French startup Mistral AI has released Devstral 2, a 123 billion parameter open-weights AI model for coding, scoring 72.2 percent on the SWE-bench Verified benchmark. Alongside it, the company introduced Mistral Vibe, a command-line interface for autonomous software engineering tasks. A smaller version, Devstral Small 2, also debuted for local use on consumer hardware.
On December 10, 2025, Mistral AI unveiled Devstral 2, designed to function within an autonomous software engineering agent. This model excels at resolving real GitHub issues, achieving a 72.2 percent score on SWE-bench Verified, a test involving 500 problems from popular Python repositories. The benchmark requires the AI to read issue descriptions, navigate codebases, and produce patches that pass unit tests—tasks often seen as straightforward bug fixes by experienced engineers.
Complementing the model is Mistral Vibe, a CLI tool licensed under Apache 2.0. It enables developers to interact with Devstral models directly in their terminal, scanning file structures and Git status for project-wide context. The tool can modify multiple files and run shell commands independently, akin to interfaces like Claude Code or OpenAI Codex.

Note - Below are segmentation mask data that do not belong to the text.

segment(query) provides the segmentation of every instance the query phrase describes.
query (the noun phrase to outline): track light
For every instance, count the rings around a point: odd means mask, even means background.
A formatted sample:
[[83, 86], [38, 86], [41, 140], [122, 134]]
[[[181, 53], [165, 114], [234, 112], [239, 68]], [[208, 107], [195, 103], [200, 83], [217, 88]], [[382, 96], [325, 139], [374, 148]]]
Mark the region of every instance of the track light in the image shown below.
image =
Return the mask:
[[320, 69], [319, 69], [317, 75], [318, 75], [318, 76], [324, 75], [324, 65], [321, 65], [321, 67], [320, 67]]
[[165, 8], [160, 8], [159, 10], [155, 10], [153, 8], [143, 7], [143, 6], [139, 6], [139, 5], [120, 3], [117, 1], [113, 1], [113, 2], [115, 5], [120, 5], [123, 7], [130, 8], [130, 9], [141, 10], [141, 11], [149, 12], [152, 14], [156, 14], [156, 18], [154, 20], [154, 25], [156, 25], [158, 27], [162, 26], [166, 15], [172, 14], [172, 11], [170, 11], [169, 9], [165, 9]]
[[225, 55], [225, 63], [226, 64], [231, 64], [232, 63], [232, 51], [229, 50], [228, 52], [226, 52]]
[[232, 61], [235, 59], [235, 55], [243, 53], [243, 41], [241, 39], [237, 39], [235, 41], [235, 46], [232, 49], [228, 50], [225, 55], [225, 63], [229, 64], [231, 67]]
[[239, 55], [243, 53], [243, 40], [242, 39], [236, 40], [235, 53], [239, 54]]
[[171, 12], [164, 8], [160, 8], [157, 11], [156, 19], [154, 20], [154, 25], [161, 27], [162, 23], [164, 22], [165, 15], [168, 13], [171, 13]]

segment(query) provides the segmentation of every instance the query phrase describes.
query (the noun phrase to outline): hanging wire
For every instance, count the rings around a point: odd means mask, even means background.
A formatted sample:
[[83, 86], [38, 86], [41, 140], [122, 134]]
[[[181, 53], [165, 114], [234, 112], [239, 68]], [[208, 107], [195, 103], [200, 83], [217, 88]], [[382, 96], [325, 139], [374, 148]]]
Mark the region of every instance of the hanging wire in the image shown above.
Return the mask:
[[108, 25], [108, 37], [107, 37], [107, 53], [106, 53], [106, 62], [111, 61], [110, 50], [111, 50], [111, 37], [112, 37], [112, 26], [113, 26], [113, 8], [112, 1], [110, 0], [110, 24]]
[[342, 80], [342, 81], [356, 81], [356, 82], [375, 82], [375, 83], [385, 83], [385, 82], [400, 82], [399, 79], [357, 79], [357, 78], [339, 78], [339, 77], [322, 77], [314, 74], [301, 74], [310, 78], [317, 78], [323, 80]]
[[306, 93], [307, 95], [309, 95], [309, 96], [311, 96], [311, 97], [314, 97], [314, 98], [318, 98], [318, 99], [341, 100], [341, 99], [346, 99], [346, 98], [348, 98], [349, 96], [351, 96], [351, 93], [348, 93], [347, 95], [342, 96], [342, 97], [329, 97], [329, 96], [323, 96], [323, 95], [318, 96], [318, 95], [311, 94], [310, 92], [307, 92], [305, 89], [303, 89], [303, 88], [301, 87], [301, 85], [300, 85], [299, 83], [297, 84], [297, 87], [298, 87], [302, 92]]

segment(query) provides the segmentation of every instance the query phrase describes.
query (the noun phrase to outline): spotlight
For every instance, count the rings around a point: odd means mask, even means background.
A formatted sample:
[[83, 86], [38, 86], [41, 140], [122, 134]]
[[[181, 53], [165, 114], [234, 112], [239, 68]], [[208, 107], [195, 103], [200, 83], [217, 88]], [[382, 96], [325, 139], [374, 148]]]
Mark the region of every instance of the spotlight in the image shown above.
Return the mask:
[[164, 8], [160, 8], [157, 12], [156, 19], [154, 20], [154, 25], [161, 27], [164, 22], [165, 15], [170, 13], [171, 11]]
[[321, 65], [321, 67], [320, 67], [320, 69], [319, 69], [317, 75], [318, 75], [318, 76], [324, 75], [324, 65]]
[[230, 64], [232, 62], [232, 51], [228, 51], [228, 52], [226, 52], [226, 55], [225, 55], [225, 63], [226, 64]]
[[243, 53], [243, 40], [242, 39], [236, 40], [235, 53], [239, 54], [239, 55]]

Mistral also launched Devstral Small 2, a 24 billion parameter variant scoring 68 percent on the benchmark. It operates offline on laptops and both models handle a 256,000 token context window for sizable codebases. Devstral 2 uses a modified MIT license, while the smaller one is under Apache 2.0.
Pricing starts free via Mistral's API, shifting to $0.40 per million input tokens and $2.00 per million output tokens for Devstral 2—claimed to be seven times more efficient than Anthropic's Claude Sonnet 4.5, which charges $3 and $15 per million tokens respectively.
The release ties into 'vibe coding,' a term coined by Andrej Karpathy in February 2025, describing natural language prompts for AI-generated code without deep review. Developer Simon Willison praised it for prototyping: “I really enjoy vibe coding. It’s a fun way to try out an idea and prove if it can work.” Yet he cautioned, “vibe coding your way to a production codebase is clearly risky,” emphasizing the need for code quality in evolving systems.
Mistral asserts Devstral 2 can sustain project coherence, fix bugs, modernize legacy code, and manage dependencies at scale, potentially extending vibe coding beyond prototypes.